Every Tuesday I’m going to throw a food tidbit up on this here blog. It could come from something from the interwebz, something from a book, or something I was told by another human bean.
I thought it would keep things interesting. And besides, sometimes you don’t want to read a whole post. Sometimes you just wanna know what fresh pistachios look like.
And that’s what pistachios look like when they’re raw. You’re welcome.
Anyway, today’s Tidbit (yup, it’s capitalized) will be a revelation to some and old news to others. It’s about our buddy Columbus, the guy we just celebrated for “discovering” the Americas.
Lots of people think that Columbus sailed the ocean blue to discover the East Indies. Well, yeah that was part of it. But the driving force? Not the desire to upturn the lives of the natives. Not the glory of discovering a new land (the Indies weren’t new). It was spices. He was looking for spices.
In the 1400s, spices were a desirable commodity. Unlike today when we can walk into any old grocery store and pick up a container of peppercorns, spices were grown in specific and mysterious areas of the world that Christians didn’t dare go (so much evil!). For ages, Muslims ruled the spice routes, selling their wares to Christians fascinated by the delightful treasures.
The journey was long and filled with middlemen so the prices got jacked up. Like 1,000% jacked up, sometimes even more: “with cost came an aura of glamour, danger, distance, and profit” (Turner 5).
Then came Columbus who was like “Enough is enough.”
(The following is an actual, historical, totally real conversation that was recorded in like the late 1400s or something.)
Columbus: Spain, it’s time for us to run this spice trade game. Gimme some money for a voyage, I’ll bring back the spices, and then WE can make the profit and break ties with the Infidels! Genius!
Everyone: But you don’t know how to get there/find it.
Columbus: I’ll just got west instead of east cause if I sail around the world the other way eventually I’ll hit spice land. It’s called logic. Gimme money.
And they gave him money.
His plan looked like this.
1. Sail west.
2. Find the East Indies.
A month into the journey, Columbus wrote that “without a doubt there is in these lands a very great quantity of gold…and also there are stones, and there are precious pearls and infinite spicery” (Turner 7). The kicker was, at the time of writing, he hadn’t actually seen any of that yet. He kinda just…decided he had. He wanted so badly to find spices and knew so little about their unharvested form that he made himself believe he’d found them.
His crew was the same way. They thought they’d seen aloe, rhubarb, and mastic trees (mastic is the resin of an evergreen shrub used for dyes, perfumes, and varnishes in medieval times). To cover their butts, Columbus wrote “But I do not recognize them, and this causes me much sorrow” (Turner 7). How could anyone blame him if he was wrong?

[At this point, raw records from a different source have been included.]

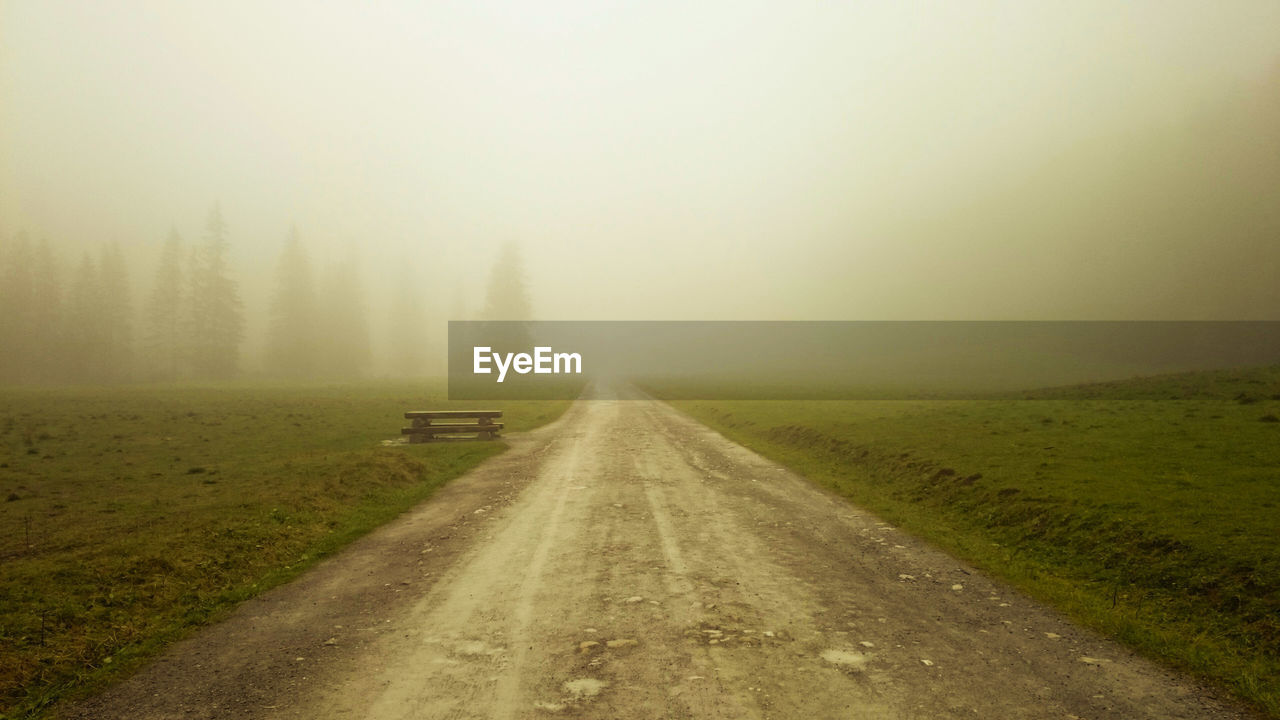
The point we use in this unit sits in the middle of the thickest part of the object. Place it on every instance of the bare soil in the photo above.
(626, 561)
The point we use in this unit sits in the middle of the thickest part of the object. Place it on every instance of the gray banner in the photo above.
(750, 360)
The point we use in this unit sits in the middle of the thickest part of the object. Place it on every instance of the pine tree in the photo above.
(167, 306)
(344, 349)
(48, 314)
(115, 314)
(83, 341)
(215, 311)
(507, 297)
(408, 331)
(292, 340)
(16, 317)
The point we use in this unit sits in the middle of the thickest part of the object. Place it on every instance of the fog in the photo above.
(662, 160)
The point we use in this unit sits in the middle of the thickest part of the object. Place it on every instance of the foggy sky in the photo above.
(654, 160)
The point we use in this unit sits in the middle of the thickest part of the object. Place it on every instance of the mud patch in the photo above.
(846, 659)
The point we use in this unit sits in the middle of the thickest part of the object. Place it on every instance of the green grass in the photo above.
(1148, 509)
(131, 515)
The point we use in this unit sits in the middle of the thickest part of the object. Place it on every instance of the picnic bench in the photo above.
(452, 424)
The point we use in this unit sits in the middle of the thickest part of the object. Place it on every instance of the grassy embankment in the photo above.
(1147, 509)
(129, 516)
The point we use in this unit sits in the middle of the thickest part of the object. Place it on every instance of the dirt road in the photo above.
(630, 563)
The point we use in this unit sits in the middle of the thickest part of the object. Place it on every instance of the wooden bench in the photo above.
(457, 424)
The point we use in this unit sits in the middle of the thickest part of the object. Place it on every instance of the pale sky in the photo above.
(654, 160)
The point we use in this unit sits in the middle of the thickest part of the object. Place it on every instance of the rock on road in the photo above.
(629, 563)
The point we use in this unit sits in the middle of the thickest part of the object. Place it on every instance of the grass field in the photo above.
(1148, 510)
(133, 515)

And what of the cinnamon sample he brought back from his journey? It went bad on the trip home which Columbus attributed to his poor harvesting technique. Oh, also, it wasn’t actually cinnamon. It was the bark of some unknown Caribbean tree.
Columbus went on his voyage with the intention of finding an old world filled with spice and wealth. Instead he found some very confused natives.
Well, no one can say he didn’t try.
Keep eating and asking, my friends.
Turner, Jack. “The Spice Seekers.” Spice: The History of a Temptation. New York: Knopf, 2004. 3-7. Print.